Anyone who has closely followed my writings on this topic will know by now that health for a given individual cannot be measured by simply stepping on a scale (or for that matter using a measuring tape).
There are indeed individuals who appear rather healthy even at BMI levels considered to be well into the obesity range (just how many depends on your definition of “healthy”).
In an article and commentary that appears in the American Journal of Epidemiology, Juan Pablo Rey-López and colleagues from the School for Policy Studies, University of Bristol,UK, argue that the notion of “metabolically healthy obesity” (MHO), if anything is distracting and even counterproductive to public health efforts to prevent obesity.
They argue that,
“the MHO phenotype is not benign and as such has very limited relevance as a public health target.”

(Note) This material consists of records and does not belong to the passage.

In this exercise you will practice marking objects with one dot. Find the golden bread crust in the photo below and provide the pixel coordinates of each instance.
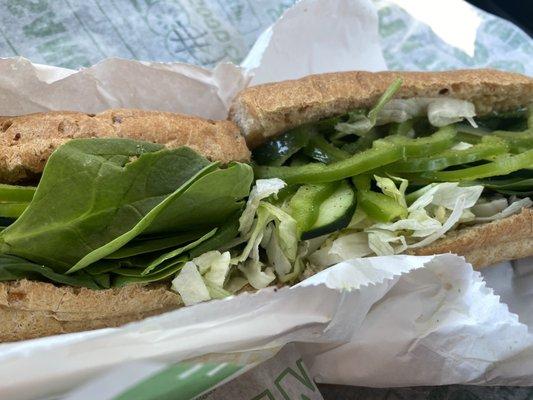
(266, 110)
(27, 141)
(487, 244)
(30, 309)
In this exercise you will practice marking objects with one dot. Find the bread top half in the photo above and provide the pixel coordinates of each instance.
(27, 141)
(267, 110)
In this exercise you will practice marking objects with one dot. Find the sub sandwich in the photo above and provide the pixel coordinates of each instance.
(110, 218)
(398, 162)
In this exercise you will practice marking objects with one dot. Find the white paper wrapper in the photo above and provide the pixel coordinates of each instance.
(406, 321)
(114, 83)
(437, 325)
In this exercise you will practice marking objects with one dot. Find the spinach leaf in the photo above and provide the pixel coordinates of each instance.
(137, 247)
(208, 202)
(171, 270)
(14, 268)
(225, 234)
(171, 255)
(92, 192)
(16, 194)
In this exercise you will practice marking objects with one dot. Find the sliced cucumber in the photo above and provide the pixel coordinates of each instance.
(277, 151)
(334, 213)
(306, 202)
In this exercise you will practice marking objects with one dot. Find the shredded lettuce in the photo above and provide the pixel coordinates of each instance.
(358, 123)
(256, 276)
(445, 194)
(485, 213)
(214, 266)
(345, 247)
(388, 187)
(434, 210)
(263, 188)
(446, 111)
(190, 285)
(380, 242)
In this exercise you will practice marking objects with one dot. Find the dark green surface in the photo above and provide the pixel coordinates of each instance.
(456, 392)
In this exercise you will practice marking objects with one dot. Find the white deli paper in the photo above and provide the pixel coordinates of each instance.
(380, 321)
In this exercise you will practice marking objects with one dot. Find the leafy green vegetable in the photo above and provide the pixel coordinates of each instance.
(168, 272)
(208, 202)
(12, 210)
(91, 193)
(156, 263)
(14, 268)
(16, 194)
(224, 235)
(280, 149)
(143, 246)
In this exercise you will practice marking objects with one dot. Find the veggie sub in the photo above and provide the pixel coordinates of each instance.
(125, 199)
(398, 162)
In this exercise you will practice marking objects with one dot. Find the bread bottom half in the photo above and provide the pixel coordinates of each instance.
(31, 309)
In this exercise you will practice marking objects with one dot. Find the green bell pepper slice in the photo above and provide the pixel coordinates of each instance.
(423, 146)
(383, 152)
(321, 150)
(488, 147)
(277, 151)
(503, 165)
(377, 206)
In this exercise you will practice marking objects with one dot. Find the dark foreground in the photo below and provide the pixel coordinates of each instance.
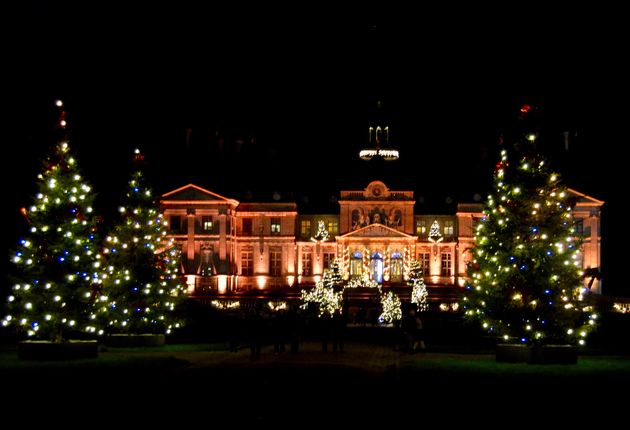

Throughout the article, the authors indeed make the oft-heard arguments for a population wide approach based on the notion that even a small left-shift in the weight distribution curve (as popularized by Geoffrey Rose) can have a potentially large influence on the population burden of excess weight.
This is not something anyone would argue with – at least at a population level and when the issue is prevention.
Unfortunately, Rey-López and colleagues then fall into the trap of pooh-poohing the research efforts around better trying to understand exactly why there is such a variation in how excess weight may (or may not) affect an individual’s health.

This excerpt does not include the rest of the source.